Michael Eriksson's Blog

A Swede in Germany

Tor Browser missing the point

with one comment

I have written before of browser makers having the wrong attitude (recently, Pale Moon; Firefox repeatedly, e.g. [1]) and of people missing the point to such a degree that what they do borders on the pointless.

Unfortunately, the Tor Browser is another case, brought to my mind by a recent “user agent”* issue (cf. below).

*Strictly speaking, “user-agent header”. For simplicity, I will use just “user agent” below.

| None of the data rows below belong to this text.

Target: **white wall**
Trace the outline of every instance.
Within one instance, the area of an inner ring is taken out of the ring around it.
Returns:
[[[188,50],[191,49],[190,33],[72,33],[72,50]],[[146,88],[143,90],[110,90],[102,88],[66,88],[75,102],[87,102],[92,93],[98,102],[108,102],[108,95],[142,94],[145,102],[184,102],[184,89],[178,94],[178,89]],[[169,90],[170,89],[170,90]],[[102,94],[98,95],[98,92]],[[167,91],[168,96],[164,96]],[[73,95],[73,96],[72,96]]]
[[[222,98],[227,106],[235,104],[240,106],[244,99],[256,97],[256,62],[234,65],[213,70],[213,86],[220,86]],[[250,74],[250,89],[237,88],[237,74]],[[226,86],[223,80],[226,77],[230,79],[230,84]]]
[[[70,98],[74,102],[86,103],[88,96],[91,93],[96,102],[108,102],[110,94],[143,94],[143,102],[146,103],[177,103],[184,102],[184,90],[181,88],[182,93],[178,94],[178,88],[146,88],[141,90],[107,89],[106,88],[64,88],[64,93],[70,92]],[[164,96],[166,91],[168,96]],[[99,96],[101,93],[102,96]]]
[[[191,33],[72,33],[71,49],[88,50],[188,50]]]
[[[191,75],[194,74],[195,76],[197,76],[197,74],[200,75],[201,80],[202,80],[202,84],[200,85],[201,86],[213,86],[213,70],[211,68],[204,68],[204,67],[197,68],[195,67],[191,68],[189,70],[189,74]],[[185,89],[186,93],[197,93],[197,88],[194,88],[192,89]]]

The Tor Browser is a modified Firefox browser that allows surfing through the anonymisation/privacy/whatnot network Tor, while attempting to remove weaknesses in Firefox that could defeat the use of Tor. On some levels, the developers take a very strict approach, e.g. in that they advice against using Tor with another browser. On others they are paradoxically negligent.

Consider the following claim from the current version of the Tor FAQ:

Why is NoScript configured to allow JavaScript by default in Tor Browser? Isn’t that unsafe?

We configure NoScript to allow JavaScript by default in Tor Browser because many websites will not work with JavaScript disabled. Most users would give up on Tor entirely if a website they want to use requires JavaScript, because they would not know how to allow a website to use JavaScript (or that enabling JavaScript might make a website work).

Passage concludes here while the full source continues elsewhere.